The legacy of its insane actions remains with us today, not only in Cambodia’s political and economic underdevelopment but also in the ruptured social structures that resulted from Angkar’s relentless assault upon religion and the family.

Those of us who work at the Documentation Center of Cambodia have spent seven years trying to document the millions of crimes and atrocities committed under the Khmer Rouge regime. The centers core objectives are the promotion of memory and justice, both of which are critical foundations for establishing the rule of law and genuine national reconciliation in Cambodia. So far the center has documented 19,440 mass graves and 167 extermination centers. It has collected more than 600,000 pages of Khmer Rouge documents. Our monthly magazine, Searching for the Truth, sends information we have uncovered to villages all over the country. 

Twenty-three years after the fall of the Khmer Rouge regime, some of its leaders continue to live in freedom in Cambodia. While many of the regimes victims live in dire poverty, some of these former leaders, like Ieng Sary and his wife, Ieng Thirith, are even free to travel to Thailand for expensive medical treatment. It would be relatively easy to bring these people to justice. All it takes is a meeting of political wills between the international community and Cambodia. That is within reach. It would be yet another tragedy for Cambodia if the momentum is allowed to fade and justice is further delayed.

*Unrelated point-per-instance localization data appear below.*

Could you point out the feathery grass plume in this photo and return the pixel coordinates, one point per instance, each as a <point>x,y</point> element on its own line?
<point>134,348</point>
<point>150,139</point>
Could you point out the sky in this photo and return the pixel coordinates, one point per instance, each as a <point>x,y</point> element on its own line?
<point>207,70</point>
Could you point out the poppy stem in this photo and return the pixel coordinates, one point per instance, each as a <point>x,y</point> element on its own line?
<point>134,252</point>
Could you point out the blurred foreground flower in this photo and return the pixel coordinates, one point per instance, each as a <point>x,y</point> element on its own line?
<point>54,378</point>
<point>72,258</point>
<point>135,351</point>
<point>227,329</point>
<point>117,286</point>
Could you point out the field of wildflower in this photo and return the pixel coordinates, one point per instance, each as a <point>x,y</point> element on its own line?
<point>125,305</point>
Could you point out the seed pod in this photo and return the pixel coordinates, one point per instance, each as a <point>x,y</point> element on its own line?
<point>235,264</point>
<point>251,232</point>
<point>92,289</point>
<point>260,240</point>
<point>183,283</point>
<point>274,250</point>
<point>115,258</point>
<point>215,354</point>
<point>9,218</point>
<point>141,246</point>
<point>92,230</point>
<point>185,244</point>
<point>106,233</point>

In 1994 the United States Congress passed the Cambodian Genocide Justice Act, affirming American support for efforts to bring the Khmer Rouge to justice. America could help Cambodia now by reaffirming that support. It should speak out on the necessity for United Nations participation in forming a tribunal whose credibility will not be doubted. Unless powerful voices are heard from the international community, justice may never come to Cambodia.